If prenuptial agreements exist so that we can decide which assets we don't want to bring into a marriage, why doesn't the law always reflect that, asks Philip Rutter

For many years pre and post nuptial agreements were regarded as contrary to public policy and therefore unenforceable. In the late 1990s, a very gradual judicial movement started attaching weight to nuptial agreements, culminating in 2010, with the case of Radmacher v Granatino where the Supreme Court held:

"The court should give effect to a nuptial agreement that is freely entered into by each party with a full appreciation of its implications unless in the circumstances prevailing it would not be fair to hold the parties to their agreement."

While the Supreme Court ruling means that a well-drafted and fair agreement should be upheld, the Family Court will not always do so and may find ways around its terms if it thinks the agreement produces an unfair outcome. For example, by awarding maintenance if an agreement does not explicitly exclude a maintenance claim.
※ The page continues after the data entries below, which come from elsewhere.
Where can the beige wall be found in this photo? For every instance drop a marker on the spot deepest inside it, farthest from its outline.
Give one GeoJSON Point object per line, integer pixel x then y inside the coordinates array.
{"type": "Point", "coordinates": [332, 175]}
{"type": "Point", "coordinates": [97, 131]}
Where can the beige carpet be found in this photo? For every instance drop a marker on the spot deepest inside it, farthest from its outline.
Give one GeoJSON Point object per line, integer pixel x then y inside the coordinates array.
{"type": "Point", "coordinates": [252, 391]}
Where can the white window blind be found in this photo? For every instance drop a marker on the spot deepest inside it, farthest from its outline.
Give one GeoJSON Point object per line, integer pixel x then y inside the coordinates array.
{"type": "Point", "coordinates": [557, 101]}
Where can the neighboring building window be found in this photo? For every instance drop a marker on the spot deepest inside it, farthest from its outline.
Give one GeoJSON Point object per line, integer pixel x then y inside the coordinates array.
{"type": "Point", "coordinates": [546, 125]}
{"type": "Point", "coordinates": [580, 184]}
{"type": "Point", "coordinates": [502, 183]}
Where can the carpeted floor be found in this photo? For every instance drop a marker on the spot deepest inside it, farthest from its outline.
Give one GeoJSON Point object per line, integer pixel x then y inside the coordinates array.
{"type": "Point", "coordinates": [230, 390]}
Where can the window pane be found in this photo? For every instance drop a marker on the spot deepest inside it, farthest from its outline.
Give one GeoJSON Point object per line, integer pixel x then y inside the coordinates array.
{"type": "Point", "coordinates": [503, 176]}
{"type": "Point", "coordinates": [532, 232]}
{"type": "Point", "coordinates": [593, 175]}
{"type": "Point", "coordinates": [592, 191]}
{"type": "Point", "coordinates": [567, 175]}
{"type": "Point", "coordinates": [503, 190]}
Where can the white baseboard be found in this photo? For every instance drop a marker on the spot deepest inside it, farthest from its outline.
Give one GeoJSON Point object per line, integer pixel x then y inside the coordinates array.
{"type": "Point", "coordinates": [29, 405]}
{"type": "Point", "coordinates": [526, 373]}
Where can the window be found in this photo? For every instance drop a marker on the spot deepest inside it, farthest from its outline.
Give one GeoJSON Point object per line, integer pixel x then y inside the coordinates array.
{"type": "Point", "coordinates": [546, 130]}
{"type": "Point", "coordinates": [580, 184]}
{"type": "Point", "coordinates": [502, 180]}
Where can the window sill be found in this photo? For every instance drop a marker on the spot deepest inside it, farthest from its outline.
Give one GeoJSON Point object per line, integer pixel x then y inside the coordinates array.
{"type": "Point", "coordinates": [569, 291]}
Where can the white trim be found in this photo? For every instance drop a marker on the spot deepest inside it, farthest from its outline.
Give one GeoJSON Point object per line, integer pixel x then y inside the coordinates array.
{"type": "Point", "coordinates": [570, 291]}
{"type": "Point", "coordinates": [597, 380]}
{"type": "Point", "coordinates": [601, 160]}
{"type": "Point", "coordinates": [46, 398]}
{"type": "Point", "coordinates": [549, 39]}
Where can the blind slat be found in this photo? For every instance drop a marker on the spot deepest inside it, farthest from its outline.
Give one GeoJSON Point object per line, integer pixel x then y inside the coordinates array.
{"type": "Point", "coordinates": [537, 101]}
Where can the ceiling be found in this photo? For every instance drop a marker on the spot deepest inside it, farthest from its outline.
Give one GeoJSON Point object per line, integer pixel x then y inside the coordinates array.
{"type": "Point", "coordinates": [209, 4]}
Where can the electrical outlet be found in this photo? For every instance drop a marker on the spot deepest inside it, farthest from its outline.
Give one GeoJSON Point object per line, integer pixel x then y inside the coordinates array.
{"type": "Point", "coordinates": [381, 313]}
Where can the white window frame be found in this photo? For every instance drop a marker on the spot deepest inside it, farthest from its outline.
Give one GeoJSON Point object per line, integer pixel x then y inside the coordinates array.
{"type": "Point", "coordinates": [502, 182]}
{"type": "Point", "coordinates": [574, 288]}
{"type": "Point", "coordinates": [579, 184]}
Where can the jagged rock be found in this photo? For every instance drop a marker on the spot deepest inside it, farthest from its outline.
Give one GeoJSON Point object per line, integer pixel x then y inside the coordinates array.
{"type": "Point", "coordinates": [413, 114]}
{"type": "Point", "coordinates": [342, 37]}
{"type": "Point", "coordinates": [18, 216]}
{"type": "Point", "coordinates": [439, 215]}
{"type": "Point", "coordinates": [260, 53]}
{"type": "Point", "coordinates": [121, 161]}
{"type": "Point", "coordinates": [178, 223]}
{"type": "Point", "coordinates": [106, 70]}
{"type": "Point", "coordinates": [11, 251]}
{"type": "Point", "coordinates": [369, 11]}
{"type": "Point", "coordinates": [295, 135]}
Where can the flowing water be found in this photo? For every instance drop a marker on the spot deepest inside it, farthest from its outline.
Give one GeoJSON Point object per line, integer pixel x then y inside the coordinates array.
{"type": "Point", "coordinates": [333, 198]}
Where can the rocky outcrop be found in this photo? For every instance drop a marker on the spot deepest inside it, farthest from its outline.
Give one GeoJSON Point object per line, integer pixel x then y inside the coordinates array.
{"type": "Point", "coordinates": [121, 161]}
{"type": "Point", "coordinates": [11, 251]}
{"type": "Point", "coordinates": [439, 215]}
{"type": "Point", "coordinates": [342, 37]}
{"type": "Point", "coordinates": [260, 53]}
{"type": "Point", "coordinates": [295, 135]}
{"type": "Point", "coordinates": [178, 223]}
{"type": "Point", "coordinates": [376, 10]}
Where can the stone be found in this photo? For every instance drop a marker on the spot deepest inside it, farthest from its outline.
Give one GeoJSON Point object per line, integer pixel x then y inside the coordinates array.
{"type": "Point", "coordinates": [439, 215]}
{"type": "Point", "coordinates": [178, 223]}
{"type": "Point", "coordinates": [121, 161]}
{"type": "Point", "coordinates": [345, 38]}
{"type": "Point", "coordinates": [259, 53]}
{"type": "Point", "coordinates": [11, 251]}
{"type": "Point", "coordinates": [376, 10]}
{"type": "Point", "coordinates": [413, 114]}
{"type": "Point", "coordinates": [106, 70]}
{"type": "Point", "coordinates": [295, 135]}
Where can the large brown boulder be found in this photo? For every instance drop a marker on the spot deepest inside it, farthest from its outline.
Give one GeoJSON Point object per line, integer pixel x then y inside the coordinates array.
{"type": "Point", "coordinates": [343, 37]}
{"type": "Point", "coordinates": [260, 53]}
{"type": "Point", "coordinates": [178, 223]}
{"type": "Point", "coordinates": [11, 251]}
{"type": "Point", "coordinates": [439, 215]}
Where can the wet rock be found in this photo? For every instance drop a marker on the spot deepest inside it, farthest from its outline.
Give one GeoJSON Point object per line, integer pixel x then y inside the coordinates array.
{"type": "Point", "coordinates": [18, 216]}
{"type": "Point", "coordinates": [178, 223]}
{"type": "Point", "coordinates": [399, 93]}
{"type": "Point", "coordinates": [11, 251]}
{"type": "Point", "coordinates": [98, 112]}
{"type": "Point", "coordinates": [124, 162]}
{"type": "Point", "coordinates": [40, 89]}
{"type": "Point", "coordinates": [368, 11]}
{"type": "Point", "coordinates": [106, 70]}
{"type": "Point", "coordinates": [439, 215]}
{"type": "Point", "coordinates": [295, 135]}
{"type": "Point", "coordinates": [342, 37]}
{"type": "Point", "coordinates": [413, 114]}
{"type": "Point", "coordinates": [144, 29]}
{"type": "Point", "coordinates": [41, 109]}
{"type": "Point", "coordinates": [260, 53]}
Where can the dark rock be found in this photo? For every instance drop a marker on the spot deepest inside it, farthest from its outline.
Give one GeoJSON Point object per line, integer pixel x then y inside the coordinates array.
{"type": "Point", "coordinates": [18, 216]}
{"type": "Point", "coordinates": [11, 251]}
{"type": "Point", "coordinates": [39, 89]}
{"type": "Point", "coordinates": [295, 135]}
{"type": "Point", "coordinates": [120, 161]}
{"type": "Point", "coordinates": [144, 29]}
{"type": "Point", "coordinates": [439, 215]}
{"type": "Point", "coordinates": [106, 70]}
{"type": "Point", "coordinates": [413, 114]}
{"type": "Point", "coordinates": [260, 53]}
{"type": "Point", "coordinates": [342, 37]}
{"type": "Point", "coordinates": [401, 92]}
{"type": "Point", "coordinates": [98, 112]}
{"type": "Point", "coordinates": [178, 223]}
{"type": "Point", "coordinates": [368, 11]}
The Family Court has also been unwilling to follow a contractually agreed foreign marital property regime on an English divorce.

Law Commission report

The Law Commission looked at 'Matrimonial property, needs and agreements', reporting in early 2014. It recommend that 'qualifying nuptial agreements' be enforceable as contracts, but with the significant caveat that agreements that deal irrevocably with future needs for housing, child care, income or any other aspects of 'financial needs' should not be contractually enforceable.

Deech's Bill

Baroness Deech shortly afterwards introduced a far simpler private member's bill which is currently being steered through the House of Lords. Her Bill proposes that nuptial agreements be treated as binding, with the only requirements being that both parties receive independent legal advice, the agreement is made not less than 21 days before the marriage and there is full disclosure of assets.

Baroness Deech has been widely quoted as saying that current divorce law sends a bad message to young women, suggesting that the route to wealth is not hard work, but simply marrying a footballer. We can only guess at the number of 'gold diggers' looking to get rich by marrying (and divorcing) a wealthy man or woman, but London's title as the divorce capital of the world is not without a ring of truth.

There are very good reasons for entering into a nuptial agreement:

  • The average age of marriage is 37 for men and 34 for women, so many people getting married will have wealth that they want to ring fence.

  • Those embarking on second or third marriages will want to protect their assets for the children of a previous marriage.

  • Nearly all agreements ring fence assets gifted and inherited during a marriage, providing certainty not just for a couple, but also for parents who want to make gifts to their children, providing assurance that their son or daughter-in-law would not benefit from the gift in the event of a divorce.

  • Agreements lessen the scope for dispute on divorce and provide certainty of outcome.

  • No agreement can ever exclude a claim on behalf of a child, so children will always be protected.

The argument against agreements is that they fetter judicial discretion, may produce unfair outcomes and it is impossible to know what a family’s situation may be, with a divorce happening possibly decades after an agreement has been signed.

Despite the wide discretion given to the Family Court to redistribute assets on divorce, the probability is that in cases where a family is financially comfortable, there will be an equal split of the assets built up during a marriage, regardless of how the wealth was generated. For the less wealthy, ‘needs’ may well trump the 50/50 approach.) Baroness Deech’s Bill also proposes a legislative continuation of that approach.

If we are to have a principle of community of property on divorce (with an equal division of all wealth generated during a marriage), then in line with other countries that have communal property regimes, as independent adults, we must have the right to contract out of that regime.